The systems that would feed into would be vary from Solaris boxes running large ERP app, to IIS running our intranet. We'll agree on 2-5 kpi's for each, then write some sort of script to extract the data from each system. The data would vary from usage by user name, usage by app, to performance data such as response time from each site.
Is there any off the shelf applications out there for storing and reporting varied metrics?
In my case it needs to be free to cheap, otherwise we'll just create and maintain a small DB ourselves.
Have a look at Polymon. http://polymon.codeplex.org
From what your describing, it's exactly what you're after.
And free.
"Is there any off the shelf applications out there for storing and reporting varied metrics?"
Your operating system? :)
Does the metrics data consist of simple numbers, the semantics of which are understood by your scripts? SNMP can pull a variety of data from cross-platform systems but you have to specify exec calls for anything not in the usual MIB.
As you say I think the custom approach is the one that will work best for you, just some scripts and a database.
There are a number of different commercial tools for monitoring, HP OpenView Operations specifically the performance monitor come to mind for your purpose, but they are all very expensive. I think you should start by not saying what you want but rather what you are hoping to achieve: "We'd like to regularly report on key indicators on system usage and health". Are you looking at the hardware health of servers in your environment? HP SIM or another SNMP based tool is going to be appropriate here. Are you looking for system vital stats like CPU usage, hard disk space, network usage? For linux you want sar, collectd.
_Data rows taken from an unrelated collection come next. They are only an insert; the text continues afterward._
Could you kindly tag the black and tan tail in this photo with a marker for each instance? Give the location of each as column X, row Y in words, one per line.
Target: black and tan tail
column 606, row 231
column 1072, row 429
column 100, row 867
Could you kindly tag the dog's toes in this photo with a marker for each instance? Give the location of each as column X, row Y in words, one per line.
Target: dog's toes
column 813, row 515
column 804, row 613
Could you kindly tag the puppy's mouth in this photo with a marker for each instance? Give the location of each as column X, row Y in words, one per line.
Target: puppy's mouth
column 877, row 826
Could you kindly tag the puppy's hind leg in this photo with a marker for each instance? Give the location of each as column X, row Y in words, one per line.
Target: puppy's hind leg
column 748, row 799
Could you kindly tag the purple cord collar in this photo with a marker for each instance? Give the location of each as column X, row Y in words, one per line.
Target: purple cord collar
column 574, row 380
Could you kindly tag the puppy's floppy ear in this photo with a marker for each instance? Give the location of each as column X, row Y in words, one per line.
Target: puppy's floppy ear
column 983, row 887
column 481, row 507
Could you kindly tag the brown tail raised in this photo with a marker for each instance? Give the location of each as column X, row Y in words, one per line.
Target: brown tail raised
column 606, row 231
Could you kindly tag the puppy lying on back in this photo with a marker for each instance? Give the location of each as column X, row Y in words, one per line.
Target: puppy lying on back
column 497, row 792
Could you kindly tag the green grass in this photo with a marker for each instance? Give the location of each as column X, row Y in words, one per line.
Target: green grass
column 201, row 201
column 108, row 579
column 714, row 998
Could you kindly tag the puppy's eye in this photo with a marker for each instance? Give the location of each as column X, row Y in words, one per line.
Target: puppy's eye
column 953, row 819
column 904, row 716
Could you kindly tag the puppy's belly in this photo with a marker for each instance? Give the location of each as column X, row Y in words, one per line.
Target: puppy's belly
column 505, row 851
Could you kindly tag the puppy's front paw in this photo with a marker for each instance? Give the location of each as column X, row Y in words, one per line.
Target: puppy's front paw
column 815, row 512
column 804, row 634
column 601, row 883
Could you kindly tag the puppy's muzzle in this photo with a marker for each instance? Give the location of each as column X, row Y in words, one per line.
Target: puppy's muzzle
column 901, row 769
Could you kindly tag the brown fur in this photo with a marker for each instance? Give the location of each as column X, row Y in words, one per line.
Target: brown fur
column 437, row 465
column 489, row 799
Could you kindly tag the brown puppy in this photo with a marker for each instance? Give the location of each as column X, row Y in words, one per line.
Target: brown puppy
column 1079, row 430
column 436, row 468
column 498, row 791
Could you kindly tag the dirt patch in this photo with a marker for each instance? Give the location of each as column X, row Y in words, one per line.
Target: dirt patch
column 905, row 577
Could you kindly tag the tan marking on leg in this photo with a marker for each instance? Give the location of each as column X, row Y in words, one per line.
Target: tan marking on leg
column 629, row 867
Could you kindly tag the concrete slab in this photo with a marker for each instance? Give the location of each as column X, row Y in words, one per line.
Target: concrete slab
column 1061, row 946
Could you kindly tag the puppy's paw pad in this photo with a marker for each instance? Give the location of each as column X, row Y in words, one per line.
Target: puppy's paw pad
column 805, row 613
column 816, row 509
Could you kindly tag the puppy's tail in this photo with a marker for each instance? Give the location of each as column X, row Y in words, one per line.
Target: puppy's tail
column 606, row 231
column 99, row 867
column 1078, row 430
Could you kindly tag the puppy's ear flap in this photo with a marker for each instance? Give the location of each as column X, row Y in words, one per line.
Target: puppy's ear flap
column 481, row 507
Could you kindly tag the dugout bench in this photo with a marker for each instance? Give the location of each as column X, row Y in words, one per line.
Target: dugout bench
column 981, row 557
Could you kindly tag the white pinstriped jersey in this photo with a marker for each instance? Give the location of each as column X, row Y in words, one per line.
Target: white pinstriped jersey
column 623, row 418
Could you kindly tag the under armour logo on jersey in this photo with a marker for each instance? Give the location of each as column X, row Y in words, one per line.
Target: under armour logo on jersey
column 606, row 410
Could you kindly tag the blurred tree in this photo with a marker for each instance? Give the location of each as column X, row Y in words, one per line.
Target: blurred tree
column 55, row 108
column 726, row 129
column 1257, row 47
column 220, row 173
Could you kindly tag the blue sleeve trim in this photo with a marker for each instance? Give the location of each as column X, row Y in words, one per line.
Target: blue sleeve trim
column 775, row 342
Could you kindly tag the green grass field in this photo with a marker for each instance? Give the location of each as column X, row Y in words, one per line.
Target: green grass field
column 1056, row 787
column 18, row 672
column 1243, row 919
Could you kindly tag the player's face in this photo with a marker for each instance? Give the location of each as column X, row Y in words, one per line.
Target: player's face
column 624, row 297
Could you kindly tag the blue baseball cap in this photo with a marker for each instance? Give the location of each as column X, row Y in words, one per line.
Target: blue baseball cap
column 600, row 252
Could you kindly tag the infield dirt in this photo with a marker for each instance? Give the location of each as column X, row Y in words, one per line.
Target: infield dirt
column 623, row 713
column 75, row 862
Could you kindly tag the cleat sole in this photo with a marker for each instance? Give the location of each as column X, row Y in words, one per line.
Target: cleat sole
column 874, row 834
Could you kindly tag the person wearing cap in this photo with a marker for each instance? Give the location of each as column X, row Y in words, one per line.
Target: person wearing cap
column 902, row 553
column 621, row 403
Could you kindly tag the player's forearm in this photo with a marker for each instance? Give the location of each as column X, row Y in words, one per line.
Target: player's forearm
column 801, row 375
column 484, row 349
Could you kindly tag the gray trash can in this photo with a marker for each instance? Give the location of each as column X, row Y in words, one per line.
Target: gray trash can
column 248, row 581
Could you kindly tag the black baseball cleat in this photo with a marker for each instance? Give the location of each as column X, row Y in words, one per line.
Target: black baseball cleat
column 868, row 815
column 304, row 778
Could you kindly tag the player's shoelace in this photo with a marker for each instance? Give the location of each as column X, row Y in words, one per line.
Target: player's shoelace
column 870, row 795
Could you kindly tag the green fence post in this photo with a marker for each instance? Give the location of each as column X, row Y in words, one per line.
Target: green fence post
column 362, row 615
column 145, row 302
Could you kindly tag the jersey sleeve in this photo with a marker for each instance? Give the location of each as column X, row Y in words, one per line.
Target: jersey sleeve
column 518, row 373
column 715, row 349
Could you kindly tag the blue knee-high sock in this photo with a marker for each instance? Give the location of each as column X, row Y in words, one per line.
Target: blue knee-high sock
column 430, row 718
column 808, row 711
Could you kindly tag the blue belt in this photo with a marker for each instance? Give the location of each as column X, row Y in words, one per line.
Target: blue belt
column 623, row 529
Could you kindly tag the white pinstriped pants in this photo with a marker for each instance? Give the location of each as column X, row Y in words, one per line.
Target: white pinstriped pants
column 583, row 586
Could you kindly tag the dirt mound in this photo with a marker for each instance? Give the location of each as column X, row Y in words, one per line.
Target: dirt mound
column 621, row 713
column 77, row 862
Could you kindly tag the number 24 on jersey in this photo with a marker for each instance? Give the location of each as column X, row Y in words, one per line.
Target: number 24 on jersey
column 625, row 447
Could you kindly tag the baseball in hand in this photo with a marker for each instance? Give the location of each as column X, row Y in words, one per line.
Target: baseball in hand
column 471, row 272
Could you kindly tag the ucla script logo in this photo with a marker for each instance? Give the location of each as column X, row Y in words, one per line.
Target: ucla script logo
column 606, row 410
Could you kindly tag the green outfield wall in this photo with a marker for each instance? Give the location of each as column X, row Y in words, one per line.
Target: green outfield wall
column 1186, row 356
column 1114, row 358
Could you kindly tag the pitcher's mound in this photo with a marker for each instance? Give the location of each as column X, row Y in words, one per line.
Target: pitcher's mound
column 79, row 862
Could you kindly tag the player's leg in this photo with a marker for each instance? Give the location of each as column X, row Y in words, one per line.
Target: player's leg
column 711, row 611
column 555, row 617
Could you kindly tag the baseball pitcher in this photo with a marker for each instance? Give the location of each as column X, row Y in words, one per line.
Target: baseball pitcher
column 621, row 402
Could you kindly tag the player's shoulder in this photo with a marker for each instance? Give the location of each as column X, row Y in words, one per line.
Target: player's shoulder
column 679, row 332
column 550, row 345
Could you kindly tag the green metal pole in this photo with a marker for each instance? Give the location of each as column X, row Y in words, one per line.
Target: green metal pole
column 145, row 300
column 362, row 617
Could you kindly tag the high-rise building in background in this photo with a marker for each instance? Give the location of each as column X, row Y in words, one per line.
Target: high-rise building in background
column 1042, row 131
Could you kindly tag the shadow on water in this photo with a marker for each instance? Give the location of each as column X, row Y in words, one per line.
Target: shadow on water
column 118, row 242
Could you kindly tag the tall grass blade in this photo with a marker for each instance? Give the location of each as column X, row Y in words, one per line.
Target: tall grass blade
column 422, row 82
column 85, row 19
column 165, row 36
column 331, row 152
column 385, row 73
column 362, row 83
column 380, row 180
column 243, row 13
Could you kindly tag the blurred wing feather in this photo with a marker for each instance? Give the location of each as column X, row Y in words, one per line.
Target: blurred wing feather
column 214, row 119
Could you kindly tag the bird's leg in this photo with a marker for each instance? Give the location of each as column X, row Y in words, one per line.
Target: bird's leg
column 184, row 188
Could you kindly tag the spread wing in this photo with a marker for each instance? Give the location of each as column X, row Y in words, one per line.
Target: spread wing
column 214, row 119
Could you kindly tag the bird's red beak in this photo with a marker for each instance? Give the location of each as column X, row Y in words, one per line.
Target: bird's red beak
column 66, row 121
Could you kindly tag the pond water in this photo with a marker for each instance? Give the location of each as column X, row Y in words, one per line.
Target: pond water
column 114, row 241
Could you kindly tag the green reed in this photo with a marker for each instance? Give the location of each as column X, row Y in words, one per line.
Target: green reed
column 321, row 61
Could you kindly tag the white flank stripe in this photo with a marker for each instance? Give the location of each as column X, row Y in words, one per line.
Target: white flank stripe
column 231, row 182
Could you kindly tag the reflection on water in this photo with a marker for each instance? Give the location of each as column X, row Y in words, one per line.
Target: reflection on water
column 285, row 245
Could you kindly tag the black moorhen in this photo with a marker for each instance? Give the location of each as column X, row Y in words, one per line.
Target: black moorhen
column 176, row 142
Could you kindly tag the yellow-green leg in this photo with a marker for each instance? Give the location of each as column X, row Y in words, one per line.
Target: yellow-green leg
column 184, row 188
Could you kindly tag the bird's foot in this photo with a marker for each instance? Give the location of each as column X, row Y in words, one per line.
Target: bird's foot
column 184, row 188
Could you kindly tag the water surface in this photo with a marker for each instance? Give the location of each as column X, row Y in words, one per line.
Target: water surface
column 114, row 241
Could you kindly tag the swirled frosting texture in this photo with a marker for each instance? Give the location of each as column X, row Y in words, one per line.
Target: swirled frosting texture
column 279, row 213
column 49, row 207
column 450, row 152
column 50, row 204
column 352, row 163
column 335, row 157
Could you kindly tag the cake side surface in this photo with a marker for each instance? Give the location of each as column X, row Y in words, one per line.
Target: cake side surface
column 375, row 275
For windows you can get these stats I think by talking SNMP.
It may be more appropriate, depending on your environment, to concentrate on monitoring application performance and health rather than the underlying OS. CPU, network spikes are crude measures and it in a complex environment are not necessarily something you care about. Measure your transactions per/second first so you know whether you even have an issue to investigate.
It could be appropriate to look at log monitoring tools like splunk as your systems will often tell you if something is amiss. Again, it depends on what you are really trying to achieve.
OVO is probably the tool that would do what you want, but it is expensive. For open source tools look at cacti, nagios and collectd.